After playing around with the Beach Boys 10" a bit, I suspect Capitol may have cut this in odd way (shocking, I know).
What I suspect they did was cut the record on the lathe at 45 RPM while playing the tape back slowly. Since Capitol hasn't been cutting 78s for a half century or more, it would not surprise me if their lathe can't spin at 78 RPM (I'm trying to find out whether that is the case or not). But no problem right? Play the tape (or digital file) back at around 57.7% speed, and spin the lathe at 45 RPM and everything should work, right? Not exactly. The problem comes when introducing the RIAA compensation curve, and if that is applied as the tape runs at the slower speed, it also shifts the RIAA crossover points. If that is the case, and the RIAA curve is off, the frequency response will be a bit off when actually played at 78 RPM.
How do I know this you ask? Well, I don't, it's a somewhat educated guess. I recorded my copy while playing at 45. Then I sped it up the proper amount using the method outlined in the post below. But when I used the EQ program I suggested (using the 45 > 78 setting) the frequency response sounded off (too bass heavy and muffled in the treble). But if I didn't apply the EQ change, it sounded right. When I recorded at 33.3 and applied the appropriate speed changes and EQ correction in Equalizer, the resulting file sounded even more off than when I recorded at 45 and applied the changes. I've used Equalizer to adjust EQ under similar circumstances dozens of times in the past, and this is the first time I've found the results unsatisfactory.
It was also interesting to me that on the EQ corrected copy I could see the brickwall frequency cut off appears to have been mostly shifted down to around 17 kHz, whereas without the correction I see the brickwall cutoff around 22 kHz (which is right were I would expect it to be if they used a 44.1 kHz digital source, or had a 44.1 digital delay head in their cutting set up). Also when I inspected the re-EQ'd file I recorded at 33.3 RPM, the brickwall filter appeared to have mostly been shifted down even further than that (to around 15 kHz).

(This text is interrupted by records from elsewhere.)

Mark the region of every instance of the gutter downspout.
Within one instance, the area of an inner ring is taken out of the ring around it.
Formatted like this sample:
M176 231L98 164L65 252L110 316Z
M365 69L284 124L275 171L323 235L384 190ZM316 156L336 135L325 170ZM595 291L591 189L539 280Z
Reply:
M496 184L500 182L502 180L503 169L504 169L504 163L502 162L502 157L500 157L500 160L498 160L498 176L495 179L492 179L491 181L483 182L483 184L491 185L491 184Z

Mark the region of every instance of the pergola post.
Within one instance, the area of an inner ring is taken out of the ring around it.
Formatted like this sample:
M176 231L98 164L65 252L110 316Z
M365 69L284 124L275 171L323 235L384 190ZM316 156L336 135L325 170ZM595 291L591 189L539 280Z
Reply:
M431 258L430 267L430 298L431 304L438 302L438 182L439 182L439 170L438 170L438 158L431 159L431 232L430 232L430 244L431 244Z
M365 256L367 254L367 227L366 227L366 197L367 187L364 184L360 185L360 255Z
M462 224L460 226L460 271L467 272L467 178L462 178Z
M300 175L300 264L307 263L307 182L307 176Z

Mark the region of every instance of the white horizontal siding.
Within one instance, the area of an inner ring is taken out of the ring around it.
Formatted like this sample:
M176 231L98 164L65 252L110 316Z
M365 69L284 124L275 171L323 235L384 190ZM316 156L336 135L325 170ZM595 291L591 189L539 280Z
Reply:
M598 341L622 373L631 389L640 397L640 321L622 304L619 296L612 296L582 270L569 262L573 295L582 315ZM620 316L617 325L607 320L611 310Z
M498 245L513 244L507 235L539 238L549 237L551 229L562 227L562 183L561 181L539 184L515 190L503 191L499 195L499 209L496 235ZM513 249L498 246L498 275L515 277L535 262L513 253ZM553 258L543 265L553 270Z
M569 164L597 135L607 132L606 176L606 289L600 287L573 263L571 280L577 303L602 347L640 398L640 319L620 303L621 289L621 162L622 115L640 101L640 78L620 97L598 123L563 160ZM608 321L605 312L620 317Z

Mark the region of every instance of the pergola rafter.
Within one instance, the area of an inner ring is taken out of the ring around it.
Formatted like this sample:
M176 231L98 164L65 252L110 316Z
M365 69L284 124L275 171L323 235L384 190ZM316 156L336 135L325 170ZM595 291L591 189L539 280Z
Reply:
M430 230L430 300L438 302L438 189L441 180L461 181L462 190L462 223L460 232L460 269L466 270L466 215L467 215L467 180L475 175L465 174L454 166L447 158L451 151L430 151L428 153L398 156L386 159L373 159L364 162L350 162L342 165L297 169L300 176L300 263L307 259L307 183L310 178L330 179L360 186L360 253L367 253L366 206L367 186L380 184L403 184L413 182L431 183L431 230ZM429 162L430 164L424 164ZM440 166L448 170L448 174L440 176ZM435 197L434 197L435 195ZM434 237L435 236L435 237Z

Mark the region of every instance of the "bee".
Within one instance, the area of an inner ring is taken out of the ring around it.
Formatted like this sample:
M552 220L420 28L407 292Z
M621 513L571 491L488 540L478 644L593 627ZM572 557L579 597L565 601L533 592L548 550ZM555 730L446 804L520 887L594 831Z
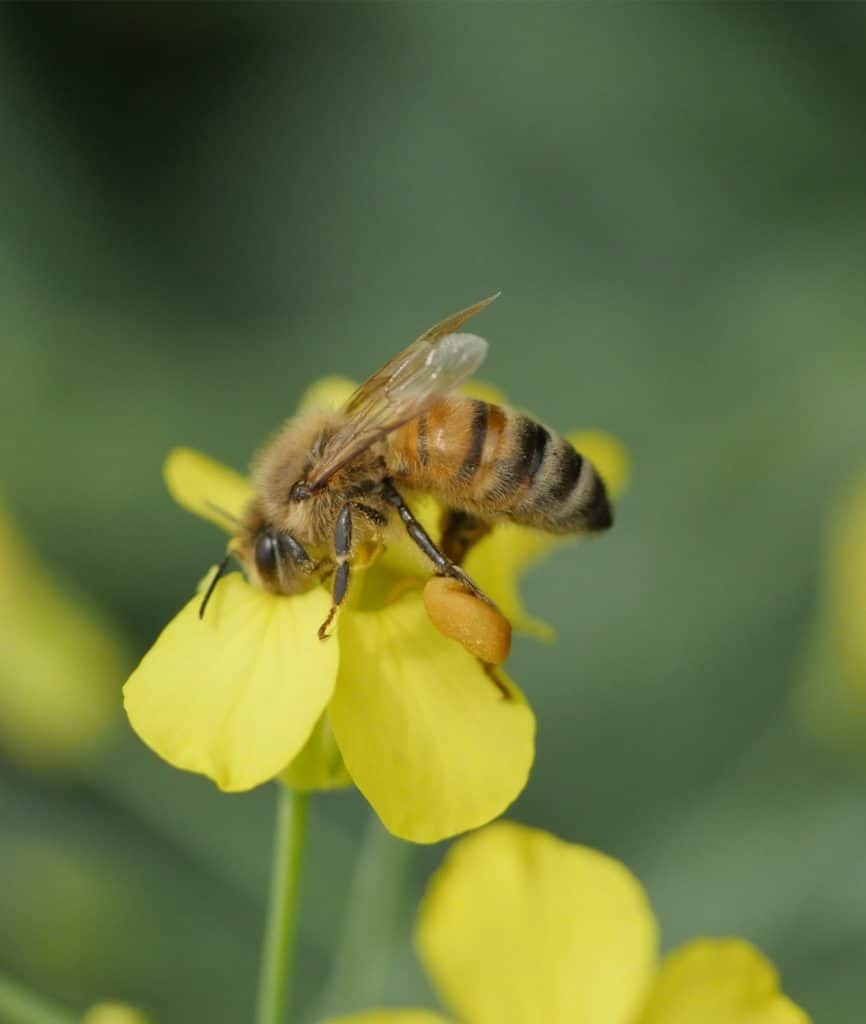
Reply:
M304 413L283 426L254 461L255 496L201 615L233 554L272 593L294 594L333 575L324 639L353 561L381 549L395 521L435 573L492 605L461 564L496 521L557 534L612 524L601 477L564 437L456 391L487 353L483 338L458 331L495 298L425 331L342 409ZM444 508L440 544L412 514L404 488L431 494Z

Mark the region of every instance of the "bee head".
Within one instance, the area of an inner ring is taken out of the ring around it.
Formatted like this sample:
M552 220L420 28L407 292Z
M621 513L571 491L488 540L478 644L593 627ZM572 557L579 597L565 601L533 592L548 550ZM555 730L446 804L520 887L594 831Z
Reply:
M226 556L205 591L199 618L204 618L208 601L232 557L241 563L251 583L271 594L299 593L319 568L320 563L310 558L290 533L278 530L268 522L258 504L250 505L243 520L235 520L235 523L239 527L238 532L230 541Z

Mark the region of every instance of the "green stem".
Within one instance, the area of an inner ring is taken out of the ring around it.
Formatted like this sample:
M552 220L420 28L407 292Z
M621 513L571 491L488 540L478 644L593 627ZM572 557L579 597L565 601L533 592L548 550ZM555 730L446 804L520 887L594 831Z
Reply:
M416 850L370 815L319 1018L382 1001L398 936L410 927L406 890Z
M277 827L271 893L259 977L256 1024L285 1024L291 998L292 954L300 903L299 881L309 793L277 784Z
M17 981L0 975L0 1021L2 1024L76 1024L79 1018Z

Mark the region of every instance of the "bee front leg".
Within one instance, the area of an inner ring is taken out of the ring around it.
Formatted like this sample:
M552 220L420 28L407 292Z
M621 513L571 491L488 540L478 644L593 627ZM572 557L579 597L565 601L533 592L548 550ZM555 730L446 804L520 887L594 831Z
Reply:
M334 621L337 609L343 603L349 591L349 575L351 567L349 556L352 553L352 506L344 505L337 516L334 527L334 586L331 591L331 610L328 617L319 626L319 639L327 640L328 627Z
M397 514L403 521L403 525L406 527L406 532L436 566L438 571L443 576L450 576L452 579L459 580L471 594L474 594L476 597L480 598L482 601L486 601L487 604L495 608L496 605L493 604L490 598L472 582L460 566L456 565L450 558L443 555L439 548L436 547L430 537L430 534L427 533L415 516L412 515L412 510L403 500L403 495L400 494L397 488L388 480L385 481L383 493L386 500L397 509Z

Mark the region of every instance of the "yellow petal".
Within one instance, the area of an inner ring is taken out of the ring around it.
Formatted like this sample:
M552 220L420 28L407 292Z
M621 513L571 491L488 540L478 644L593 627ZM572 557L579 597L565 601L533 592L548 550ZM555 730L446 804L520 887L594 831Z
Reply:
M824 593L802 659L798 709L833 745L861 750L866 734L866 475L830 524Z
M496 603L511 625L540 640L552 640L553 629L523 607L518 582L523 572L557 543L564 543L563 539L514 523L500 523L466 558L467 573Z
M322 377L304 392L298 403L298 412L307 412L309 409L339 409L346 404L357 387L357 383L349 377L341 377L336 374ZM460 390L473 398L480 398L484 402L500 403L505 401L502 392L485 381L470 380Z
M568 439L599 471L611 497L620 495L628 476L628 456L623 445L598 430L579 431L569 434ZM496 602L515 629L540 640L551 640L554 635L551 627L523 607L518 583L531 565L573 540L513 523L501 523L470 551L466 571Z
M0 505L0 749L64 772L121 725L129 654L108 617L55 579Z
M304 392L298 404L298 412L309 412L310 409L339 409L346 404L357 386L348 377L323 377Z
M168 493L181 508L236 532L253 494L246 477L192 448L173 448L162 473Z
M316 630L330 599L266 594L230 573L204 619L194 597L124 687L133 729L177 768L221 789L273 778L301 750L334 688L336 637Z
M486 380L469 380L460 390L470 398L480 398L482 402L489 402L490 405L504 405L508 399L504 393Z
M471 1024L632 1024L658 945L622 864L509 822L452 847L416 937L443 1001Z
M520 691L440 636L415 591L349 612L330 714L349 774L385 827L433 843L501 814L523 787L535 719Z
M329 1017L325 1024L450 1024L432 1010L367 1010L348 1017Z
M671 953L639 1024L808 1024L779 976L740 939L700 939Z
M126 1003L98 1003L84 1014L81 1024L147 1024L147 1017Z
M327 712L316 723L304 749L283 771L279 780L289 789L343 789L352 785Z
M866 696L866 480L840 504L828 557L828 615L846 680Z

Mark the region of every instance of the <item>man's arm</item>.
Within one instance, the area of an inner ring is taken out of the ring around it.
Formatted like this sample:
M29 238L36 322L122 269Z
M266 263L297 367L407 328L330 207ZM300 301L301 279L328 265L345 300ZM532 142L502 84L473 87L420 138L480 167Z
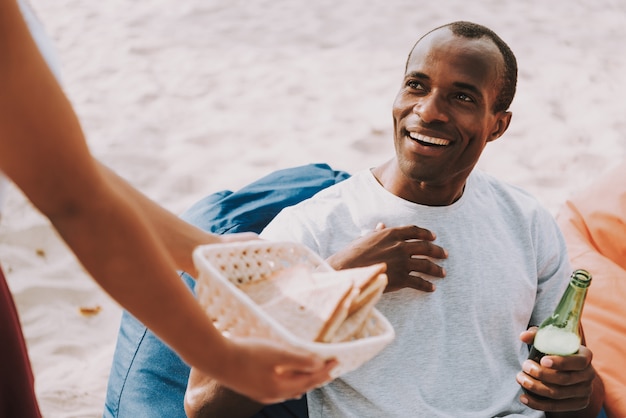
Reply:
M188 418L250 418L263 404L225 388L215 379L192 368L185 393Z

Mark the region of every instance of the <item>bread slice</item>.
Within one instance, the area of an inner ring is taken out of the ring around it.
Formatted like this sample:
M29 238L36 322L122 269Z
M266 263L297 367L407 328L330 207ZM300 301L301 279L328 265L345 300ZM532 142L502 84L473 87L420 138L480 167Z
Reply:
M255 303L307 341L348 341L380 299L386 264L314 273L293 266L239 285Z
M358 289L358 296L354 299L348 314L352 314L364 306L370 299L380 296L387 286L387 264L378 263L366 267L356 267L345 270L337 270L324 273L314 273L314 276L331 276L332 280L350 280L354 287ZM383 274L384 278L379 276ZM381 288L382 286L382 288Z
M376 284L372 289L377 289L376 293L372 292L371 297L365 301L360 308L351 313L330 339L331 343L339 343L353 340L357 335L361 334L361 330L372 317L372 310L380 300L383 290L387 286L387 275L379 274L376 277Z
M355 296L352 283L315 277L302 266L239 286L293 334L325 341L348 316Z

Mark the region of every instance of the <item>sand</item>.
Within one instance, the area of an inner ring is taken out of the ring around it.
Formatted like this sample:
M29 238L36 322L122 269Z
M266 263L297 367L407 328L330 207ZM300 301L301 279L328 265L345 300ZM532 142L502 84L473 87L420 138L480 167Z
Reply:
M32 4L93 154L175 213L276 169L390 158L407 53L452 20L491 27L519 62L511 127L481 168L556 213L626 155L621 0ZM13 187L0 262L44 416L101 416L120 308Z

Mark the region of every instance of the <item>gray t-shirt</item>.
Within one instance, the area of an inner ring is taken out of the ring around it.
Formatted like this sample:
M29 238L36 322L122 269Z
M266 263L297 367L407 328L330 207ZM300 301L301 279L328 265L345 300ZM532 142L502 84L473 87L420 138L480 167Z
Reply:
M551 314L570 265L550 213L479 170L461 199L429 207L384 189L369 170L283 210L264 239L296 241L323 258L377 223L418 225L449 258L437 289L386 293L376 308L395 340L374 359L308 394L317 417L500 417L544 414L519 402L528 348L519 334Z

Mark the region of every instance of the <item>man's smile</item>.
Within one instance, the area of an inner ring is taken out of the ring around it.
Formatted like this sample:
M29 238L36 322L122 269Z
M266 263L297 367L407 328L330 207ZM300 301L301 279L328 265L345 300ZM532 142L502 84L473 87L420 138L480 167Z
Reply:
M432 137L432 136L421 135L421 134L418 134L416 132L409 132L409 136L411 137L411 139L413 139L414 141L419 142L421 145L424 145L424 146L445 147L447 145L450 145L450 140L448 140L448 139L435 138L435 137Z

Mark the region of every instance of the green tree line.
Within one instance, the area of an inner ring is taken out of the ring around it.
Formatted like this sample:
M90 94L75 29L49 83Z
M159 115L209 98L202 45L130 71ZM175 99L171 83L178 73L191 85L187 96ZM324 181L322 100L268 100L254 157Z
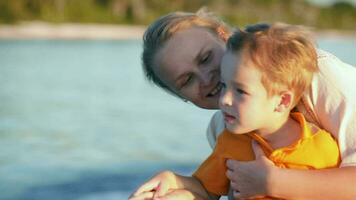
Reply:
M146 25L168 12L195 12L203 6L240 26L282 21L356 30L356 7L352 4L319 7L303 0L0 0L0 23L40 20Z

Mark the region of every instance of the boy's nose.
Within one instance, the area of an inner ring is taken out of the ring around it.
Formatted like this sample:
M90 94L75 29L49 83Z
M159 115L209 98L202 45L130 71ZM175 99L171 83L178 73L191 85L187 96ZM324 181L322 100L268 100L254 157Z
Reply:
M231 92L226 91L226 90L221 91L219 103L220 103L220 106L231 106L232 105Z

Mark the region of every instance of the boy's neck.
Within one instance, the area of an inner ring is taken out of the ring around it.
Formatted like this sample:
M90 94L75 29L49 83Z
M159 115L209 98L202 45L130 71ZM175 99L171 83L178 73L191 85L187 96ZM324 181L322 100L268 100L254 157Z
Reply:
M301 131L300 124L288 115L278 129L269 133L260 133L260 135L273 149L277 149L293 144L301 137Z

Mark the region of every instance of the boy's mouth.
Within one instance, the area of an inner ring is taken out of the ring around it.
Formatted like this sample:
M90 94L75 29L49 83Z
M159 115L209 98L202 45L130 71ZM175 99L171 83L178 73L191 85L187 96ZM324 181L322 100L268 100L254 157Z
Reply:
M208 95L206 95L206 97L214 97L217 94L220 94L222 88L222 84L219 82L218 84L216 84L216 86L211 90L211 92L209 92Z
M232 124L236 120L235 116L227 114L226 112L223 113L224 113L224 121L226 123Z

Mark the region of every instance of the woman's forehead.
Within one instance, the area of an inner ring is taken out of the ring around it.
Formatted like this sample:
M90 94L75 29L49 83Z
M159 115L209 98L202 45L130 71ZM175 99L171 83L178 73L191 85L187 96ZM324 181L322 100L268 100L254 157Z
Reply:
M214 36L206 29L190 28L177 32L157 53L159 70L180 72L194 68L200 54L214 42Z
M175 33L161 49L169 59L195 58L204 48L216 43L216 38L203 28L189 28Z

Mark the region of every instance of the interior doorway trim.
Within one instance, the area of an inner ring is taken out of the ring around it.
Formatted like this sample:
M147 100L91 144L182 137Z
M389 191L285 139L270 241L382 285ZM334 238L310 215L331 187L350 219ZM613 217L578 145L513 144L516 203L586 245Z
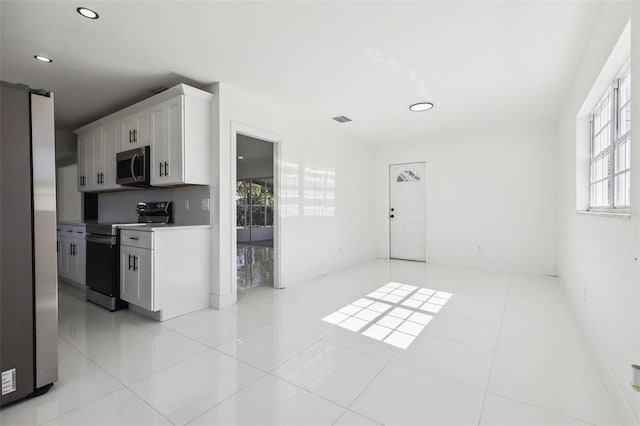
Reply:
M237 247L238 247L238 235L235 232L236 229L236 179L238 176L237 170L237 139L238 134L244 136L250 136L252 138L260 139L265 142L270 142L273 144L273 196L275 199L275 206L273 209L273 287L274 288L284 288L281 280L281 270L282 270L282 221L280 220L280 211L281 211L281 202L282 202L282 181L280 177L282 176L281 172L281 162L280 156L282 153L282 136L277 133L270 132L268 130L260 129L257 127L250 126L248 124L239 123L237 121L231 122L231 188L230 194L231 199L229 200L229 206L231 209L230 212L230 222L229 226L232 230L231 232L231 247L229 247L231 251L231 287L233 300L238 300L238 270L237 270Z

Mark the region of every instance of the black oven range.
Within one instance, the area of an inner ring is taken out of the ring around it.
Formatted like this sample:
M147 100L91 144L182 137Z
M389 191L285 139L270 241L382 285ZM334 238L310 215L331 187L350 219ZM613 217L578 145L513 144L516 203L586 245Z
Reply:
M138 221L87 224L87 300L109 311L126 308L120 299L120 228L173 223L173 203L138 203Z

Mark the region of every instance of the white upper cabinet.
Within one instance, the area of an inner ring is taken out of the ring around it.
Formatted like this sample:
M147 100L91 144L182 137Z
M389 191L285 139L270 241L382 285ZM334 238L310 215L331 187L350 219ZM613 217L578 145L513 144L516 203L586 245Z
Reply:
M78 191L88 191L88 162L87 148L91 143L89 142L89 135L91 132L78 135Z
M183 171L184 95L151 109L151 185L186 183Z
M209 185L213 96L178 84L77 129L80 191L120 188L116 153L144 146L150 146L152 186Z
M119 123L111 122L78 136L78 188L82 192L120 188L116 184Z
M116 184L116 147L120 143L120 123L116 121L105 124L100 129L102 132L102 147L100 148L101 169L99 173L102 173L102 176L99 189L117 189L120 188L120 185Z
M118 152L150 145L149 110L144 109L123 118L121 129Z

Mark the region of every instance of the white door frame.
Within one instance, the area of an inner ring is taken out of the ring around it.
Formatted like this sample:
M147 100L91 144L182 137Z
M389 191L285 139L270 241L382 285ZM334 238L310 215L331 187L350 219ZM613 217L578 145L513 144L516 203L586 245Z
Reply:
M231 214L229 227L231 232L231 288L233 294L233 300L238 300L238 270L237 270L237 250L238 250L238 233L236 232L236 179L238 176L237 171L237 136L238 134L250 136L252 138L260 139L265 142L271 142L273 144L273 195L275 200L275 206L273 209L273 287L284 288L282 285L281 277L281 264L282 257L282 226L280 220L280 206L282 201L282 182L280 176L281 162L280 156L282 154L282 136L277 133L263 130L257 127L249 126L248 124L239 123L237 121L231 122L231 188L229 200Z
M424 220L425 220L425 226L424 226L424 258L425 258L425 263L429 263L429 240L427 239L427 235L429 234L429 220L428 220L428 216L429 216L429 210L427 209L427 207L429 206L429 200L428 200L428 195L429 195L429 191L428 191L428 185L429 185L429 180L427 179L427 172L428 172L428 166L427 166L427 162L425 160L414 160L414 161L400 161L397 163L389 163L387 165L387 259L391 260L391 222L390 222L390 218L389 215L391 214L391 166L400 166L403 164L415 164L415 163L424 163ZM410 260L407 260L407 262L411 262Z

So my revised advise--in this case only--is to skip the EQ step I outlined below for best sound quality. Just record at 45, speed it up, and don't worry about correcting the EQ. It will sound fine that way. The difference between the two is not so huge anyway, but the uncorrected version sounded more right to my ears. Or you can do it both ways (it's a free program and works quickly) and decide which way it sounds best for yourself.
I just want to emphasize that in other cases, I have found the Equalizer program to work perfectly for transcribing vintage 78s. Brian Davies, the author of the program knows 78s inside out and backward in his sleep. I highly recommend Equalizer in general both for transcribing vintage 78s at 45 RPM, or for recording 45 RPM singles at 33.3 (which is sometimes a useful technique if you have a noisy 45, but that's another story). And as I have noted in the past, Click Repair (also by Davies), is the single best vinyl restoration program I have used, and I recommend it highly to anyone who wants to digitize any kind of record (78s, 45s, LPs, flexi-discs, whatever...).
All of this is assuming Capitol used the RIAA curve to cut the record, and since the release doesn't indicate any other curve was utilized (Decca, Columbia, Westrex, etc.), I think it is reasonable to assume they used RIAA, although I could be wrong about that.
I have a few inquiries out, and I'll see what I can find out what actually happened. Although, honestly, I think I've wasted more than enough time on this already.
**Update: I revised this post for the sake of clarity. The original post was written quite quickly, and may not have been as clear as I hoped it would be.